MELBOURNE: India’s morning-and-a-half at the Melbourne Cricket Ground (MCG) on Friday (27 December) felt like an endless drag. Not that we haven’t seen many under Rohit Sharma’s captaincy already, but this one was a step ahead as the visitors just let the game slip away and had a terrible period with the ball. The tactics were all over the place as Australia’s lower-order was given the license to pile on the runs, and misery, on this hapless looking bunch.
Mohammed Siraj continued with his consistency of being inconsistent, Jasprit Bumrah continued to carry the burden of a billion hopes and Rohit continued to look short on confidence, and ideas.

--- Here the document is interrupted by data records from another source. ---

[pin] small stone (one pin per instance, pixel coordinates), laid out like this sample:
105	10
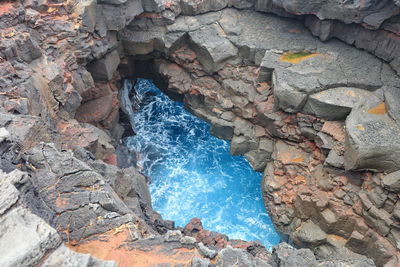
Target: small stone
206	252
309	235
173	236
3	134
200	262
391	182
188	240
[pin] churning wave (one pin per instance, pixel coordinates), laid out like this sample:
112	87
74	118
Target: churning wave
193	173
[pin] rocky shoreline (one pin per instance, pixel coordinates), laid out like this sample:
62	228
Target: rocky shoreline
320	119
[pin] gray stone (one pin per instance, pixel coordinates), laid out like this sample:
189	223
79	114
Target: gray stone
372	141
241	145
221	129
211	47
371	13
173	236
258	159
188	240
378	219
200	262
391	181
392	99
8	193
25	238
103	69
287	256
334	159
234	257
309	235
64	257
3	134
297	75
240	88
336	103
206	252
190	7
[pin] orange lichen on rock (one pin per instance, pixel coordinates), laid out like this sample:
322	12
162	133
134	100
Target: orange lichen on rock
5	7
378	110
113	245
298	57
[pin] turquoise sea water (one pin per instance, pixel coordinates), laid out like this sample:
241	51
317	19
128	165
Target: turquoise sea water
193	173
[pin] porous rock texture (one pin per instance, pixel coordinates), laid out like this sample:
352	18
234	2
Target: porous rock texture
319	119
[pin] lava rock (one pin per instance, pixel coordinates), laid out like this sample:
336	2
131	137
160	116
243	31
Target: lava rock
392	181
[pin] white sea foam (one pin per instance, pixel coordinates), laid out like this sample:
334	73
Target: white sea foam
192	172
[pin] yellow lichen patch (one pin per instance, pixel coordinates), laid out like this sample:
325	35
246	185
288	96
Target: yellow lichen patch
360	127
378	110
297	57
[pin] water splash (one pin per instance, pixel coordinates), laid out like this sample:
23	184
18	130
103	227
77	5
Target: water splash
193	173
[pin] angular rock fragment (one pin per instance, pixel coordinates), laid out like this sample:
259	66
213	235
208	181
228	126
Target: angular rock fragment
25	238
103	69
372	140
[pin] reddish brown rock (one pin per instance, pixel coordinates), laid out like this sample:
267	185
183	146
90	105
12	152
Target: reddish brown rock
95	110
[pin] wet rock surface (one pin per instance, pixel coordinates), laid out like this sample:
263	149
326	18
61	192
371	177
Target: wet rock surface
319	119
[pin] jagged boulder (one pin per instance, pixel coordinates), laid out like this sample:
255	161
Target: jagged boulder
372	140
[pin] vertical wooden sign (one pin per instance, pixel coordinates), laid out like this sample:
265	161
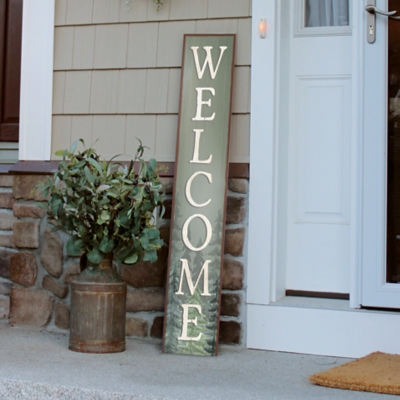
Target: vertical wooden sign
191	322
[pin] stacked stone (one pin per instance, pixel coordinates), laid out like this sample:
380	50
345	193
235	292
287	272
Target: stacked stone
36	272
146	282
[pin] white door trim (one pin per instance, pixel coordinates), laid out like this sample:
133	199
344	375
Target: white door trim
36	80
262	161
358	40
263	285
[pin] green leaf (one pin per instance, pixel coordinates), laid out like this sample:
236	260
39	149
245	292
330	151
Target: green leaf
94	256
153	163
73	146
95	164
59	153
144	241
107	245
75	246
88	175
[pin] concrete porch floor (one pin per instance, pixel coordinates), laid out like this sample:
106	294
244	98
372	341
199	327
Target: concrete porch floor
36	364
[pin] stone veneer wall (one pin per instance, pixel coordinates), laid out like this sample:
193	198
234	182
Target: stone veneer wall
36	272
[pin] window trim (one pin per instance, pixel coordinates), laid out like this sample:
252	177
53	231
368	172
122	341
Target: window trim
36	80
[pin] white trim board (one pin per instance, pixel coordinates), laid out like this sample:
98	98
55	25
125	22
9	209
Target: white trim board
36	80
331	332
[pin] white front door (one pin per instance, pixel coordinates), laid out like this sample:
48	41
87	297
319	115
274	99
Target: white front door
381	161
318	146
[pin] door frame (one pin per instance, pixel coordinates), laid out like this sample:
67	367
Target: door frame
36	80
266	283
352	332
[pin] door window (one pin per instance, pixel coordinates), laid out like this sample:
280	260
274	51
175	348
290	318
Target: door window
326	13
393	155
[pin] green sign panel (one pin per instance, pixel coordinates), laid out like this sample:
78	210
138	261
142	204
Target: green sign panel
198	219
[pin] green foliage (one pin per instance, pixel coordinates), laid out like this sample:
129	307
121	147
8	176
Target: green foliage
159	4
105	206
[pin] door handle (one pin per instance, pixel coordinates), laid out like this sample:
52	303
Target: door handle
372	10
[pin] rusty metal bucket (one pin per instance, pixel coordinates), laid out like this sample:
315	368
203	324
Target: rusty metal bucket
98	306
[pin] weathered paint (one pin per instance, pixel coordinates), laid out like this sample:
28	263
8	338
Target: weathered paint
192	311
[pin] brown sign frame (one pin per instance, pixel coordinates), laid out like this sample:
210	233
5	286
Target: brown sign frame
199	199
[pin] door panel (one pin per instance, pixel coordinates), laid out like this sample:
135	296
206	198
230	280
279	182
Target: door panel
318	222
380	175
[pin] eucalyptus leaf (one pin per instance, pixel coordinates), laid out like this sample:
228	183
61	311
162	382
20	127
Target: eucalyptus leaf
95	256
107	245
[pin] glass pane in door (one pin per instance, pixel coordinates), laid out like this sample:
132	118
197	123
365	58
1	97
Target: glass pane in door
326	13
393	155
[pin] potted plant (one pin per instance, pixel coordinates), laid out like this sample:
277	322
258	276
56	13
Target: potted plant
107	209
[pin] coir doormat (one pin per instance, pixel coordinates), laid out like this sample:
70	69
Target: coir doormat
378	372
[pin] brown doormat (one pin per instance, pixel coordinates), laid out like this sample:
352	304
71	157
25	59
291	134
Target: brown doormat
377	372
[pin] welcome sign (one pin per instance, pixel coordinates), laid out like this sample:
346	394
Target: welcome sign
191	321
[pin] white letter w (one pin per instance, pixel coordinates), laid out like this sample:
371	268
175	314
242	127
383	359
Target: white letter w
208	61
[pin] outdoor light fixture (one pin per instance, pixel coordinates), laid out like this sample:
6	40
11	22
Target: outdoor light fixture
262	28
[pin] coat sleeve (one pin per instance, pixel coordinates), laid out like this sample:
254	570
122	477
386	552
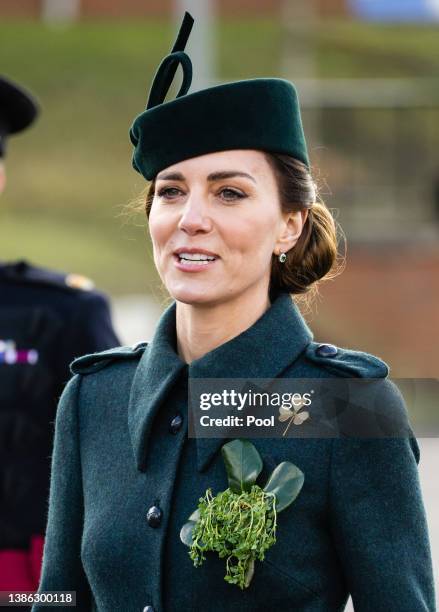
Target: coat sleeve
378	521
62	568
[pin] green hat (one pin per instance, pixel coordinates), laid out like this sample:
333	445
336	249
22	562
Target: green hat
259	114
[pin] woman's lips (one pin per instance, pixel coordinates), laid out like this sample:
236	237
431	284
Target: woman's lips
187	265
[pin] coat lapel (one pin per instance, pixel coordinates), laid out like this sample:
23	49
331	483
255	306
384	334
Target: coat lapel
265	350
156	374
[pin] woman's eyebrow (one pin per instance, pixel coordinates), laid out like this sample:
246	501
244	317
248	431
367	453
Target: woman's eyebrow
214	176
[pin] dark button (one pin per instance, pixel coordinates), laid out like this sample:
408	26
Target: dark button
154	516
326	350
176	423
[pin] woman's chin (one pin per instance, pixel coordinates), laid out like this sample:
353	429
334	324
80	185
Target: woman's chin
194	296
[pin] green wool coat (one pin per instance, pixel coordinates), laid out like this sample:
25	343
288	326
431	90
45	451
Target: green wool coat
357	527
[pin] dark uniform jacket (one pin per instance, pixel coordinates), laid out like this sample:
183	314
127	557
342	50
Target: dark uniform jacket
358	525
46	320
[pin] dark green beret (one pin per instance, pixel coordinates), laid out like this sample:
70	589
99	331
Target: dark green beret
18	109
259	114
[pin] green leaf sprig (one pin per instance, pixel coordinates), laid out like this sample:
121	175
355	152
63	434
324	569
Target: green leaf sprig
240	523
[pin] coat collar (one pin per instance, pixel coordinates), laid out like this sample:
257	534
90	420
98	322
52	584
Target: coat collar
264	350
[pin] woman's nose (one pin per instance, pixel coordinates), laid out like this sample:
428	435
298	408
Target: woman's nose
194	217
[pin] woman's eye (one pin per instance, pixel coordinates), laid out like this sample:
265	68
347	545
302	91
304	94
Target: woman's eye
168	192
231	194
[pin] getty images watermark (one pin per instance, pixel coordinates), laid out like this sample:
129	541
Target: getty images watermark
313	408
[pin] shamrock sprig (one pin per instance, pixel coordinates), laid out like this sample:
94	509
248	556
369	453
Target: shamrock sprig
240	523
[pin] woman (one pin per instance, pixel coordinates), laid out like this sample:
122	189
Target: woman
235	229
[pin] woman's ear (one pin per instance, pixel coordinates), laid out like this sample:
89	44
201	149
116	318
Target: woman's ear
292	227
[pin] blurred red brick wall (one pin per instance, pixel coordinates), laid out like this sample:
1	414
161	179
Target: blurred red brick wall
138	8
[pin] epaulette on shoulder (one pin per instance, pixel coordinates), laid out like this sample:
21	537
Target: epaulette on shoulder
97	361
345	362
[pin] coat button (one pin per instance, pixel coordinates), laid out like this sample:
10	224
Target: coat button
154	516
326	350
176	423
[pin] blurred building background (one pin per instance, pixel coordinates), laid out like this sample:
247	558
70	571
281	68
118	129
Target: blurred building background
367	72
367	75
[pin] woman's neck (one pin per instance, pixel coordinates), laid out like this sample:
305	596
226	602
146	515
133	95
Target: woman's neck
201	328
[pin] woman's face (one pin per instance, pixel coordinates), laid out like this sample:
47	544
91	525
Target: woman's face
215	222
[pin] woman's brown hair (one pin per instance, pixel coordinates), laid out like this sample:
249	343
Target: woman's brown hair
315	255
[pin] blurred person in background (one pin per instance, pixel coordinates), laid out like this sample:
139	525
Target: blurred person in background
46	320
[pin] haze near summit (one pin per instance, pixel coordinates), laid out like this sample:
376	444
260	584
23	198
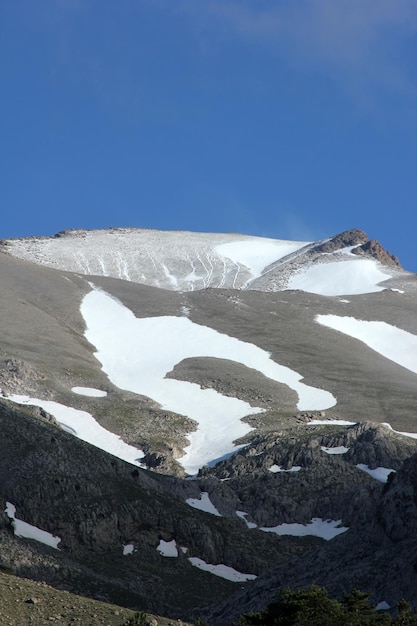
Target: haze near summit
291	121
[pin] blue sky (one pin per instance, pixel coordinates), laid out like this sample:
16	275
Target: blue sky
293	119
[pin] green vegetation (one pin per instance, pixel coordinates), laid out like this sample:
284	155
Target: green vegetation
314	607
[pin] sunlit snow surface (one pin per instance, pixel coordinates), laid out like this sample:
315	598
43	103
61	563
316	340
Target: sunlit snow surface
326	529
224	571
203	504
168	548
258	254
175	260
393	343
137	353
340	278
85	427
23	529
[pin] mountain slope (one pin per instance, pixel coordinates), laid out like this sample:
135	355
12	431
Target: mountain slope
209	356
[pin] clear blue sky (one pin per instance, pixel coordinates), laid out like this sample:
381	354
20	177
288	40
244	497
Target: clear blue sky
294	119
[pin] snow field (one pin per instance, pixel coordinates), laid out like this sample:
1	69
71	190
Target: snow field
379	473
203	504
393	343
224	571
89	391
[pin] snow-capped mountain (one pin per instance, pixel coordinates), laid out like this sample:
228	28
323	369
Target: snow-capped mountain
223	357
187	261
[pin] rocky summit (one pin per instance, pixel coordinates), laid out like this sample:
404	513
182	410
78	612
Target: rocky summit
193	421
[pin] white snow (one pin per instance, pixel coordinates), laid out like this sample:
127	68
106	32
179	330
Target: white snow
256	255
137	353
176	260
393	343
340	278
379	473
224	571
89	391
277	468
335	450
326	529
243	515
168	548
85	427
27	531
203	504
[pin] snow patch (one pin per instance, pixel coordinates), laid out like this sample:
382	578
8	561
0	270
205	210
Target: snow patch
224	571
257	255
243	515
379	473
391	342
27	531
330	423
203	504
137	353
335	450
89	391
277	468
326	529
168	548
340	278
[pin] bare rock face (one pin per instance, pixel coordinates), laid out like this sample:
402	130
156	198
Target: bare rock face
373	248
343	240
362	246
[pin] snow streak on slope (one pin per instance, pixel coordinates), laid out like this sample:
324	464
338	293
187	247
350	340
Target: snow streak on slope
137	353
340	278
391	342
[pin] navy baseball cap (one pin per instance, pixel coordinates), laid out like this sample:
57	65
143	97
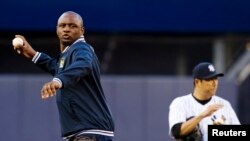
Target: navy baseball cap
205	70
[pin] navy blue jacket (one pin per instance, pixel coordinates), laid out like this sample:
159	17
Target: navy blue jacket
81	101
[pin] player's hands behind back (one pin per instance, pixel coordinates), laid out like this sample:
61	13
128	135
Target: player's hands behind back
211	109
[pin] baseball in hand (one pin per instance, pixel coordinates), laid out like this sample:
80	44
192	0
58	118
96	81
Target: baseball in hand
17	42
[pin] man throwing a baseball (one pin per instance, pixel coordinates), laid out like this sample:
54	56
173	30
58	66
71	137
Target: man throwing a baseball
190	115
83	110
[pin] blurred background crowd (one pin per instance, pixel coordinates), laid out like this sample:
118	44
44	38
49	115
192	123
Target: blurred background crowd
136	40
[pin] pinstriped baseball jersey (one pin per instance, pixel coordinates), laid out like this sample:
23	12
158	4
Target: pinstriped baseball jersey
186	106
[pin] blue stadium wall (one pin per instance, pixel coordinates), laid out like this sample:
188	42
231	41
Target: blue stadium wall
139	105
130	15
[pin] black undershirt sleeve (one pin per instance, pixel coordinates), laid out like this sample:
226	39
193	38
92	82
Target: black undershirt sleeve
176	130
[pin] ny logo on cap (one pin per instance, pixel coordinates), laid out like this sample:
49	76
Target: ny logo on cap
211	68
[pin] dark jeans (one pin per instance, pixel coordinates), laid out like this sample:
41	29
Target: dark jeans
91	138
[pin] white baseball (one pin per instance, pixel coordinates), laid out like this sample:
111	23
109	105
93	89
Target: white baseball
17	42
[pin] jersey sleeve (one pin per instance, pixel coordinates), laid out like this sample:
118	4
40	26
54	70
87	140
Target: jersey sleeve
176	113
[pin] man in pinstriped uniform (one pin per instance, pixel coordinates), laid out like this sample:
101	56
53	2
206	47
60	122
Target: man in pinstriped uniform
190	115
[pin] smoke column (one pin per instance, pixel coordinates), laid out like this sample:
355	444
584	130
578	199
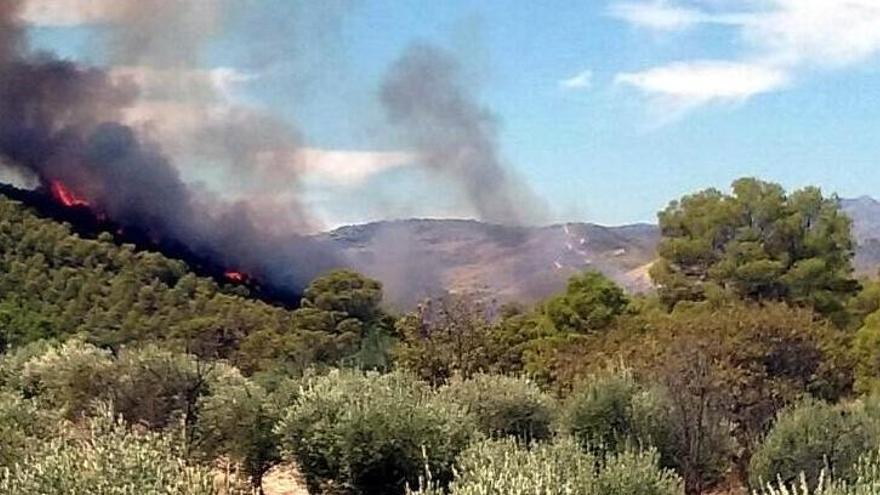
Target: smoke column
425	99
61	121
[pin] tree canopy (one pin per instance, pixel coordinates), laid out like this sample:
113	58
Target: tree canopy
758	243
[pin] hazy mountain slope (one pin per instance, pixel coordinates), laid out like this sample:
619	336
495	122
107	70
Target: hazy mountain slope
416	258
865	212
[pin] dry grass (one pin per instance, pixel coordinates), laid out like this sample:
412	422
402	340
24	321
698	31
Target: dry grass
284	480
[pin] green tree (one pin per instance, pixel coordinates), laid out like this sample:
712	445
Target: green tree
758	243
590	302
447	336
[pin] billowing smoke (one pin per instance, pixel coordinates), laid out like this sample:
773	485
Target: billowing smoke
425	98
66	123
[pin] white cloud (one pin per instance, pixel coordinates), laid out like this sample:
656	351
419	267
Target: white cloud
781	40
349	168
657	15
700	82
581	80
72	12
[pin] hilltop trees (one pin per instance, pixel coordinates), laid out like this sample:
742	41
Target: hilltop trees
758	243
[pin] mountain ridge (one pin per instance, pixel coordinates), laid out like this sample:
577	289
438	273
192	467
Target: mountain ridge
420	257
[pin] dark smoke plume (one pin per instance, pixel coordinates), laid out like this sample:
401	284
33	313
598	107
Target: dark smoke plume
61	121
454	136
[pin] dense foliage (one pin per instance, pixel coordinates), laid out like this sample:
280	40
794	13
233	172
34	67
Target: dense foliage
757	243
504	406
560	467
371	434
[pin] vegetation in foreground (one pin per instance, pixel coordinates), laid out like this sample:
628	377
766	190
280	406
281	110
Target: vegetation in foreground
754	367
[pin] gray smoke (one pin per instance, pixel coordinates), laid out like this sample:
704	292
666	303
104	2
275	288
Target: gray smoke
426	100
61	121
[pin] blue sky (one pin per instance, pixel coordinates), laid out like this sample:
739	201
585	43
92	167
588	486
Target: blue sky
607	109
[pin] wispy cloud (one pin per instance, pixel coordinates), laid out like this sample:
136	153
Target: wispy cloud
581	80
657	15
72	12
350	168
781	39
677	88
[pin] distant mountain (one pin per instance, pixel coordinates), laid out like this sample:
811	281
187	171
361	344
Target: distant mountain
417	258
865	213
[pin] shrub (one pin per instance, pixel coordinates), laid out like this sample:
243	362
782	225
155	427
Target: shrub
867	482
812	437
360	433
69	377
504	406
21	424
236	421
107	459
152	386
600	414
562	467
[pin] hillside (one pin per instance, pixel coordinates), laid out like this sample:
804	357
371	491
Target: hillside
416	258
865	212
56	283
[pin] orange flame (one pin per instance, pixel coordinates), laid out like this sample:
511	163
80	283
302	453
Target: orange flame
66	196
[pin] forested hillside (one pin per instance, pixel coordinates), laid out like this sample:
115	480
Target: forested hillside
56	284
753	368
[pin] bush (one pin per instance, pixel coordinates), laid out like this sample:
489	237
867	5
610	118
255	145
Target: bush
69	378
21	424
236	421
152	386
811	438
867	482
561	467
107	459
366	433
504	406
601	414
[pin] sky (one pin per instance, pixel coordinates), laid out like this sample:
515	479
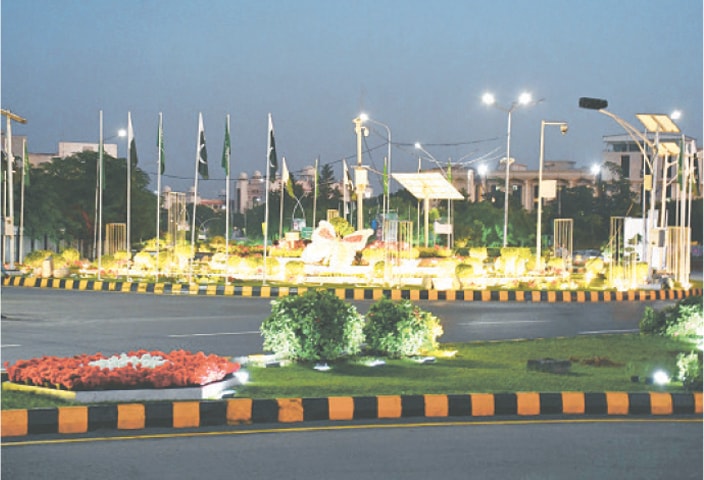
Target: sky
416	66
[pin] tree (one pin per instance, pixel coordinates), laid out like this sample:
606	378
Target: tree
60	202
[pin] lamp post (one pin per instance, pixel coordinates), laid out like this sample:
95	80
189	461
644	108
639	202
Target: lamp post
365	118
539	225
446	175
359	171
10	219
653	123
524	98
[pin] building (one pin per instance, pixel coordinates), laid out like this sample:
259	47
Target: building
557	174
626	154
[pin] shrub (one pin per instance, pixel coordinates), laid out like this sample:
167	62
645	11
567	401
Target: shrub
400	328
689	367
35	258
313	326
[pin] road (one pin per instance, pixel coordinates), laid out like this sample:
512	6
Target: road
604	449
40	322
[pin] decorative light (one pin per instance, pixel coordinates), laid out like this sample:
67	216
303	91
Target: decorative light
660	377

Scorecard: India vs Australia, 4th Test
From 311/6, the hosts were allowed to finish their innings at 474 and another story of what could have been if… unfolded. The ifs have been aplenty this series and it has only gotten messier since Rohit took over the reins from Bumrah in the pink-ball Test in Adelaide. The chopping and changing have continued and the unsettled feeling in the change room is no secret. Add to that the abrupt retirement announcement of R Ashwin.
Amid all this, the captain’s lack of tactical acumen and terrible run with the bat has made matters worse for the side which enjoyed a lot of success during their last two tours Down Under. In four innings, three in the middle-order and one as an opener, Rohit has scored just 22 runs and not once has he inspired any sort of confidence. The move of returning as an opener for the Boxing Day Test was another blunder as not only did it bring in-form KL Rahul down to No. 3, it got India’s weakest batter on this tour straight in the line of fire against the new ball.
There was no doubt in anyone’s mind that it would not work. And it didn’t. Everyone except Rohit and the team management saw it coming. Something, KL Rahul as an opener, which was working was changed in another desperate attempt to fix something which has been long broken. Since the Bangladesh home series, Rohit has looked a batter woefully out of form and has managed just one fifty-plus score in his last 14 Test innings.
Struggle at home, struggle away. Struggle against the quicks, struggle versus spin. Struggle vs the red ball, struggle against the pink-ball. The struggles have continued and it has been affecting his decision making during crucial junctures of a match too. India have looked very flat in the middle and except some rare highs, mostly provided by Bumrah, the theme has been maintained right from the fixture in Adelaide.
Captaincy can become a lonely road when results aren’t going your way and it gets lonelier when the returns with the bat continue to diminish too. While most captains have maintained that batting and captaincy are two different things but both continue to have a major say on each other and are difficult to deal with in isolation. Rohit finds himself in this precarious position where both aren’t going his way.
It feels a drag when he is leading the troops in the middle and painful when he is dismissed without a substantial contribution. He has been dismissed off some good deliveries in the series but the one which got him at the MCG on the day was nowhere close to that.
The lack of clarity was evident in the shot selection as he attempted to pull one from outside off and ended up playing a nothing shot. He would have been livid with himself after seeing replays on the giant screen while making his way back to the change room but that shot wasn’t the only occasion where he should have been livid with himself.
There is a battle in the head which Rohit needs to fight, and win, before he takes on the different challenges in the middle. If he is unable to win that mental bout, India’s sessions will continue to feel like a drag and Rohit’s laborious walks to the dressing room with not a big score against his name are unlikely to stop.